Continuing in our series of questions linked to Financial Planning, this quarter’s question concerns Pensions and the latest change.

Question: I understand that the rules for those earning over £150,000 were substantially changed to dictate how much they could get tax relief on. Much of this centred around whether they had made regular contributions in the past. I have read this has changed again, but there have been so many changes to pensions, I am losing track. What do the latest changes mean?

Answer: What’s known as the "pension anti-forestalling provisions" were announced on budget day (22 April 2009) with immediate effect.

Let’s just look at these before continuing to the change:

These were put in place to prevent taxpayers from making artificially large pension contributions before 6 April 2011 in order to benefit from tax relief at 40% (or 50% after April 2010) before the rate of relief for higher earners is restricted. From April 2011, the amount of relief available will be tapered for individuals with income between £150,000 and £180,000 from 50% (the new higher rate for individuals earning over £150,000) to 20%, with only basic rate relief available where income exceeds £180,000.

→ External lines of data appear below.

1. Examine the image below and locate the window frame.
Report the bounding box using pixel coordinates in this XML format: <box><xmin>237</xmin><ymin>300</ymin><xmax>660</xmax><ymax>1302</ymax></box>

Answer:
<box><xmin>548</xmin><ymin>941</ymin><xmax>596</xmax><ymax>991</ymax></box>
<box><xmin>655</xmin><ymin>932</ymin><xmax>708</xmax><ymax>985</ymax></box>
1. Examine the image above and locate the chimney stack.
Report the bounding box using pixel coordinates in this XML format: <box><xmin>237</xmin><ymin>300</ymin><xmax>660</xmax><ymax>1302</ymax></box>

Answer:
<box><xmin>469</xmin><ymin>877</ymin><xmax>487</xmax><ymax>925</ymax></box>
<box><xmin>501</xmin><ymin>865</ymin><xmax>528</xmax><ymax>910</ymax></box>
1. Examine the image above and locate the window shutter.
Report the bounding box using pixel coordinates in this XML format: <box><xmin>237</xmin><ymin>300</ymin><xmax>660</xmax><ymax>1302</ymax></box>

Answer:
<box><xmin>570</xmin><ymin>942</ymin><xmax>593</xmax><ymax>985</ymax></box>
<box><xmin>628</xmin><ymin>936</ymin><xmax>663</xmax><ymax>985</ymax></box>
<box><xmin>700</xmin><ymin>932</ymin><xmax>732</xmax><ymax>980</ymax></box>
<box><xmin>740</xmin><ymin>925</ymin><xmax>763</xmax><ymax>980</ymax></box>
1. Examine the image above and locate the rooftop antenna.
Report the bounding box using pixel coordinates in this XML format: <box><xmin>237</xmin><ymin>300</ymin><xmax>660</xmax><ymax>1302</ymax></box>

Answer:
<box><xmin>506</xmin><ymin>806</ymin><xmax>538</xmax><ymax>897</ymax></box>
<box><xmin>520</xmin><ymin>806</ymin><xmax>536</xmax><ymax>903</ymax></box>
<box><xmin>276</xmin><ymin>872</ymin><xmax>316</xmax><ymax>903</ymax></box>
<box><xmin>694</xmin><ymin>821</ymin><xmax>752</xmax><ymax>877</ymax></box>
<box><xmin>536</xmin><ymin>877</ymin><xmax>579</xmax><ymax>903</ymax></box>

The anti-forestalling rules will apply to those individuals with "relevant income" (total income before personal allowances, pension contributions, other reliefs and deductions, but after normal deductions and reliefs like trading losses, pension contributions up to a maximum of £20,000 and gift aid) of £150,000 or more.

The relevant income for the previous two tax years is also taken into account. If relevant income exceeded £150,000 in any of the last two tax years or the current year, restricted relief will still apply.

Where regular (quarterly or more frequently) pension contributions continue as previously made, the provisions do not take effect. Similarly, where excess contributions made do not exceed £20,000, there will be no restriction of relief. Where contributions do exceed £20,000 there will be a 20% tax charge in 2009/2010 to claw back relief received at 40%.

Now for the changes: Previously, only past pension contributions that were paid regularly were recognized. Now, annual and other contributions will also be recognized. The average of contribution in the tax years 2006/2007, 2007/2008 and 2008/2009 is compared to £30,000, and the earnings in 2008/2009. Whichever figure is the lowest is the amount on which relief will not be restricted. This is good for self employed people who often make lump sum payments rather than monthly or even quarterly however those making annual contributions in excess of £30,000 will still be at a disadvantage compared to those who make the same contribution on a monthly or quarterly basis.